The civil rights movement linked to the G25 group said it was the duty of the Sarawak government to close a legal gap in state shariah laws that have caused disputes.
It said this was in view of the fact that Malaysia was created as a secular state, as set out in the Malaysia Agreement 1963.
“Muslims who want to leave the faith must go through religious counselling to ensure their decision is fully informed.
This, however, must not become a roadblock to indefinitely delay and deny their freedom,” said Borneo G20 member Johan Ariffin Samad.

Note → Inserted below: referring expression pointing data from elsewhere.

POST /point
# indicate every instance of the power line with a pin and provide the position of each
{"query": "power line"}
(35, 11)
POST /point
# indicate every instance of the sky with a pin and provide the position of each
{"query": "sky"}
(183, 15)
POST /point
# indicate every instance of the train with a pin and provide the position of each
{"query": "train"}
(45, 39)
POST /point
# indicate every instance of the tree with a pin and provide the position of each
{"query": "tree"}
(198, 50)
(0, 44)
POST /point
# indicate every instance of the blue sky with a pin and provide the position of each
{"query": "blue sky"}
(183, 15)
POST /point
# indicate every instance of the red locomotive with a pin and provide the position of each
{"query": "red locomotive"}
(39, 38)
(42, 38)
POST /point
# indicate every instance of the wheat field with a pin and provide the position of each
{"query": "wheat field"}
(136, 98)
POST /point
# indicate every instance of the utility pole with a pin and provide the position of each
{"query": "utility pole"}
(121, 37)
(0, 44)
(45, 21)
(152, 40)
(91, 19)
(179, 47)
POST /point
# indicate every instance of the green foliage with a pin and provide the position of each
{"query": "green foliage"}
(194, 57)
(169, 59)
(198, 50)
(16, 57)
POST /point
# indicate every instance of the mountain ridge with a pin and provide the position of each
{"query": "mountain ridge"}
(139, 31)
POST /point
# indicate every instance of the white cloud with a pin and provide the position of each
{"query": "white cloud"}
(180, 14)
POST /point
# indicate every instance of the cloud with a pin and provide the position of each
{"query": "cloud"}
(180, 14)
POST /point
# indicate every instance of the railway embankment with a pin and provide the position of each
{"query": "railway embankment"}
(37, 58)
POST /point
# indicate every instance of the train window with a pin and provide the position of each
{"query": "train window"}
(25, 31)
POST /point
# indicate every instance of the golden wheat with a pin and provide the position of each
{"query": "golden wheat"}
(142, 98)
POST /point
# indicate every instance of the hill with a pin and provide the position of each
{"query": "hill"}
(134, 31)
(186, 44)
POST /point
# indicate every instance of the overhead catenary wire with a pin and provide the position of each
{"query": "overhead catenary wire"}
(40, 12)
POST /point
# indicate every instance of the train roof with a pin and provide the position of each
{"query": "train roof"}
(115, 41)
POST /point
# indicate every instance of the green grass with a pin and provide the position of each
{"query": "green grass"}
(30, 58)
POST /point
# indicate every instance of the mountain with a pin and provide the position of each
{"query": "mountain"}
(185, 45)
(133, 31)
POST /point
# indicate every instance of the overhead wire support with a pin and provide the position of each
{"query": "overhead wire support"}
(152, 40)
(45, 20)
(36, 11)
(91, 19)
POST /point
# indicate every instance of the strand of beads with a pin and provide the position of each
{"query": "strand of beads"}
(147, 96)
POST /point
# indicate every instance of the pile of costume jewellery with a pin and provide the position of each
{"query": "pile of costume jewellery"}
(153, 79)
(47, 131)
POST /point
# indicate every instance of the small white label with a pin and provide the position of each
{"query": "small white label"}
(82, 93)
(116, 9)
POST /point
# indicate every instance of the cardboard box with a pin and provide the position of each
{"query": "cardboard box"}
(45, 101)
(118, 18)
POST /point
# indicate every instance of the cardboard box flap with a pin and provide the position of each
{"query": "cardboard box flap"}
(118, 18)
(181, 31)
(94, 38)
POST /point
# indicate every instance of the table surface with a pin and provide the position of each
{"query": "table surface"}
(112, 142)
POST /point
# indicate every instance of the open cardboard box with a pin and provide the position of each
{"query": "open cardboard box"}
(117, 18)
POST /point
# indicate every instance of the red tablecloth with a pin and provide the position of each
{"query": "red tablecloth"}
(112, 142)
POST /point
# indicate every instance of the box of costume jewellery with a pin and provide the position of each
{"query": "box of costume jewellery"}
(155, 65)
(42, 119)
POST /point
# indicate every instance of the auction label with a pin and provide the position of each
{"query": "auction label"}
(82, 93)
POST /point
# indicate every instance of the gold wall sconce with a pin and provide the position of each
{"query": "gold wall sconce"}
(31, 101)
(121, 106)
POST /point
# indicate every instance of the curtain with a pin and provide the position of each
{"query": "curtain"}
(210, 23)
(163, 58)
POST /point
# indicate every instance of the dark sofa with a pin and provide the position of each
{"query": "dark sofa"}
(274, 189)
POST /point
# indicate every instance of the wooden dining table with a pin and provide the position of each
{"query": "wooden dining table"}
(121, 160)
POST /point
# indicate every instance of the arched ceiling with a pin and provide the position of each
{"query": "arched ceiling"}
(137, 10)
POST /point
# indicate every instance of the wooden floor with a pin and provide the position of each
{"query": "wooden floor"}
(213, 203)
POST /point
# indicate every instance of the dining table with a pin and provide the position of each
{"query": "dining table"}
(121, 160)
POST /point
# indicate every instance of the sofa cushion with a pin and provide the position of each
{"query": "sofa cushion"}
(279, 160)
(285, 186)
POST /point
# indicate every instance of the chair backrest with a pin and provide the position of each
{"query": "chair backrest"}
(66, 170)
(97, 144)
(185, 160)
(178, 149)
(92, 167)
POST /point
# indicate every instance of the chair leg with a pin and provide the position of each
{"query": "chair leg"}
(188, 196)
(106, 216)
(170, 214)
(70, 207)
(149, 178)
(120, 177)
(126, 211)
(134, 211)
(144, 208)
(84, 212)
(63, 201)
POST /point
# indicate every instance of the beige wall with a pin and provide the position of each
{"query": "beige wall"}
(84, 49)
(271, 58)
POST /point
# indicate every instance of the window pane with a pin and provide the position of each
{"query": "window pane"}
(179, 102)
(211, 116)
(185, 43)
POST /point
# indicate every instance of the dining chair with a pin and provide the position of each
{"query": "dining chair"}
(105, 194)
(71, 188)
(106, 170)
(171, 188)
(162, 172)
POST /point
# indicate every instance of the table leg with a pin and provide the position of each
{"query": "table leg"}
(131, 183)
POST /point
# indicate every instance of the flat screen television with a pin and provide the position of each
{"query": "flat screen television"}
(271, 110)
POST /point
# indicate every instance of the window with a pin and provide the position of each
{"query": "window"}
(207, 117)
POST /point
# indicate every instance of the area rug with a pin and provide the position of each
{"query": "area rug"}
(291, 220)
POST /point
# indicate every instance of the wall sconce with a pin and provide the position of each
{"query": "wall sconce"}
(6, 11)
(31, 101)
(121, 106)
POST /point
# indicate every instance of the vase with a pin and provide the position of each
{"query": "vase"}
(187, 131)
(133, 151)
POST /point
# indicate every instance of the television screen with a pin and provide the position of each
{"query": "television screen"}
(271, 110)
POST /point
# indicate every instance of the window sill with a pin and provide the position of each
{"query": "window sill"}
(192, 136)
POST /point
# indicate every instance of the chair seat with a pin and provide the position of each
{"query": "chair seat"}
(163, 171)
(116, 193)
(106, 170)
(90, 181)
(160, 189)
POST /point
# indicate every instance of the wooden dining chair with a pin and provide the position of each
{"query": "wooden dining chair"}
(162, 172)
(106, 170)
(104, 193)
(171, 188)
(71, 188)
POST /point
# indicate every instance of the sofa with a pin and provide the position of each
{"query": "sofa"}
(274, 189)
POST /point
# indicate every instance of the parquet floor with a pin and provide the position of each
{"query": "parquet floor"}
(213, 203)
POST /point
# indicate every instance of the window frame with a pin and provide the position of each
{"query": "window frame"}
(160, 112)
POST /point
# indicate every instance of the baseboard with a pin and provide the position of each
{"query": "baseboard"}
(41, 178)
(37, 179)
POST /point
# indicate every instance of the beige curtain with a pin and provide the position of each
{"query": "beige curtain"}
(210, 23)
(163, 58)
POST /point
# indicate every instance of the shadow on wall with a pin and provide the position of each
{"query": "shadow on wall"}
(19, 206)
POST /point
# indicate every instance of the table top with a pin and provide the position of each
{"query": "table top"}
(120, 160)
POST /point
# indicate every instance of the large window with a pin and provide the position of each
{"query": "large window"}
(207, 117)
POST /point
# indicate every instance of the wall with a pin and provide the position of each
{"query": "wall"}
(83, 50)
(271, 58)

Borneo G20 was responding to yesterday’s federal court decision to dismiss the appeal of three Muslim converts and a born Muslim to have their apostasy applications heard in the civil high court. The apex court ruled that the Sarawak shariah court had jurisdiction to hear their applications.
Johan said the Sarawak shariah court had on March 10, 2015 clearly explained in a letter that the state laws did not empower it to deal with declarations of leaving Islam as required by the NRD.

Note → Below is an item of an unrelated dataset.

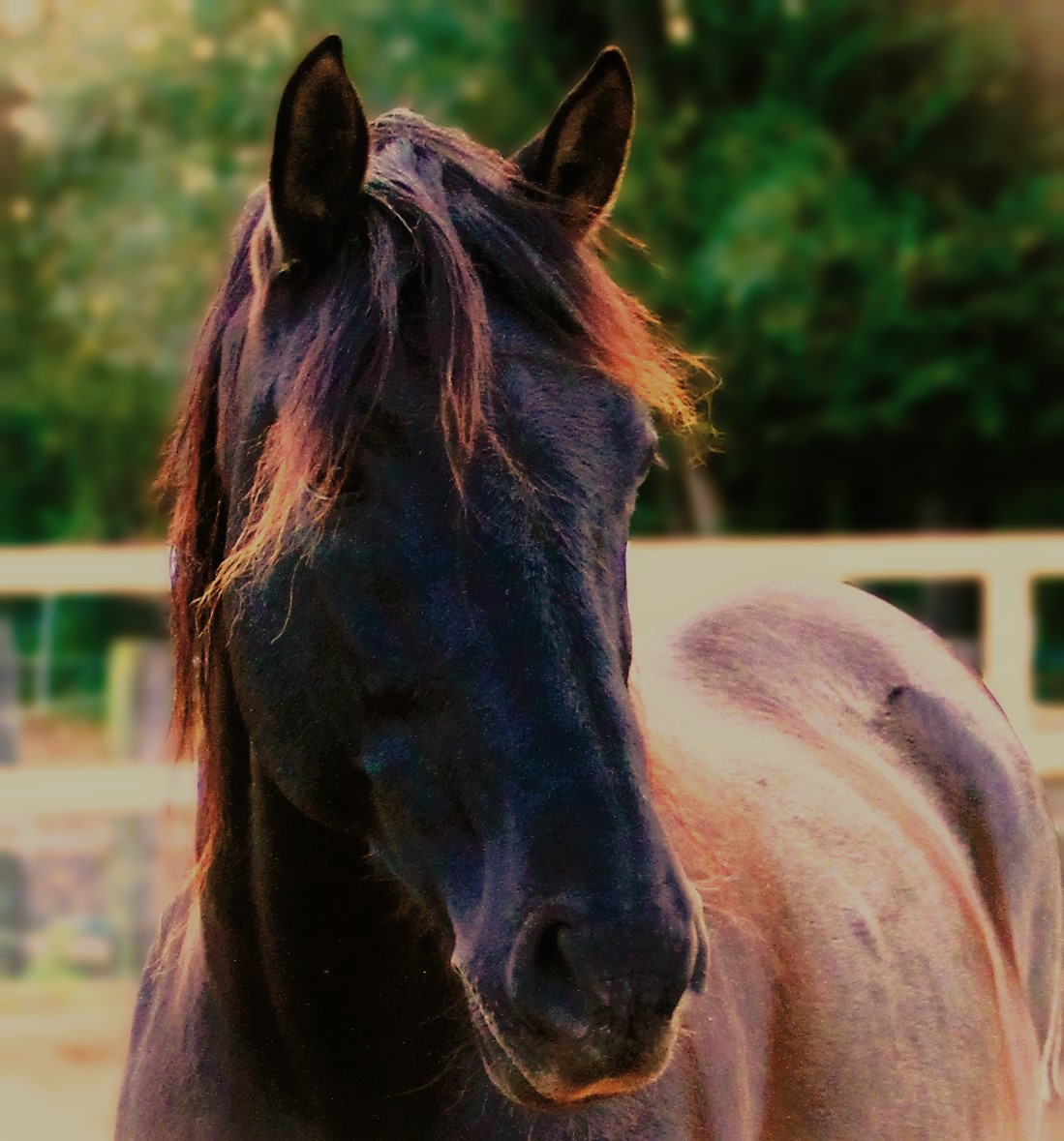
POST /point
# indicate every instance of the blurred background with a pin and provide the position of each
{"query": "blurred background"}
(855, 208)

Therefore, it was no use going to the state shariah court for resolution unless the state shariah laws were amended, Johan said.
“The root cause of today disputes which are unnecessarily dividing Malaysians lies squarely with the defects of the law drafted by Sarawak State Attorney-General’s Chambers and passed by the Sarawak State Legislative Assembly, in violation of MA63.
“Borneo G20 reminds all parties that Malaysia was formed on September 16, 1963 as a secular federation, where religious freedom is to be respected while Islam is upheld as the religion of the federation.
“It was not (to be) an attempt to gradually Islamise the plural society in the two Borneo states through one-way conversion,” he said.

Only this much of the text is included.